Weil es leicht ist, Rechnungen als PDF an die Stadt zu übermitteln, haben es auch schwarze Schafe leichter, gefälschte Rechnungen zu übersenden. Schützen kann man sich, indem für die Prüfung neuer Bankverbindungen neben der softwareseitigen Unterstützung auch Zeit für die Verifizierung verdächtiger Rechnungen eingeplant wird.
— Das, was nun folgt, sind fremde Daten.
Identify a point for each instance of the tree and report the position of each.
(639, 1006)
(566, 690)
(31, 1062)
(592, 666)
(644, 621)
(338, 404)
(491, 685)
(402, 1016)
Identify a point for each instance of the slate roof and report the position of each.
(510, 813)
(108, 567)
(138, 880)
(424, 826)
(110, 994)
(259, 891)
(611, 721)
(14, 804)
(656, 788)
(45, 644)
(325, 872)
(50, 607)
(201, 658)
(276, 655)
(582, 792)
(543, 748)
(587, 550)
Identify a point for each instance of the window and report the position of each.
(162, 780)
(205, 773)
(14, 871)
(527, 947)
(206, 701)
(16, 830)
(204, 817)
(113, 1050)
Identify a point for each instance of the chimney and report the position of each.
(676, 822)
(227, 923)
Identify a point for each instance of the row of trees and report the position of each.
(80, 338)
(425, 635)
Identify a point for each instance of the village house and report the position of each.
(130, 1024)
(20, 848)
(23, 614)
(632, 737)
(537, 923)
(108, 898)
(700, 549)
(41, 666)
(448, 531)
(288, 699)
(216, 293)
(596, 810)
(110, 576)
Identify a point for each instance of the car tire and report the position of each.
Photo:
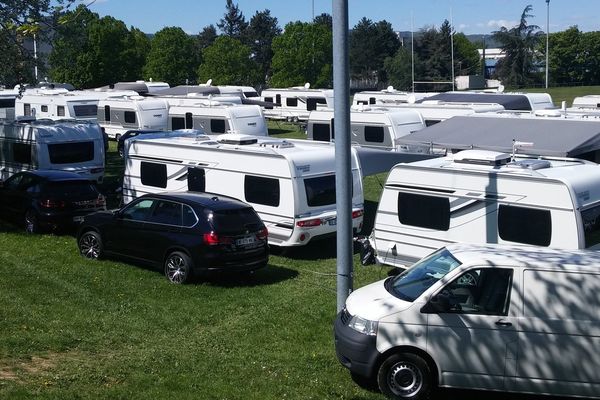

Erfolge beziehungsweise Erleichterungen bei der digitalen Rechnungsbearbeitung sind nicht sofort bei allen Kolleginnen und Kollegen angekommen, dafür ist es in den Wochen nach der Einführung noch zu früh. Was sich jedoch schon in den Produktpräsentationen abgezeichnet hat, ist das Potenzial, das mit der Vernetzung der vorhandenen Fähigkeiten und Erfahrungen freigesetzt werden kann.

Für die Umstellung von (Denk-)Prozessen benötigt es Zeit. Die Evolutionsmöglichkeiten der digitalen Verarbeitung müssen bei den Nutzenden erst ankommen und sich etablieren, bevor gemeinsam weitere Prozessoptimierungen oder Synergieeffekte erreicht werden können. Nicht in der Geschwindigkeit, sondern in der Wissensvernetzung liegt der sofortige Gewinn, und das macht Mut für das nächste E-Projekt.

Bärbel Roser-Pirk


Die Autorin

Bärbel Roser-Pirk leitet die Stabsstelle Finanzprojekte der Stadt Waldkirch im Breisgau.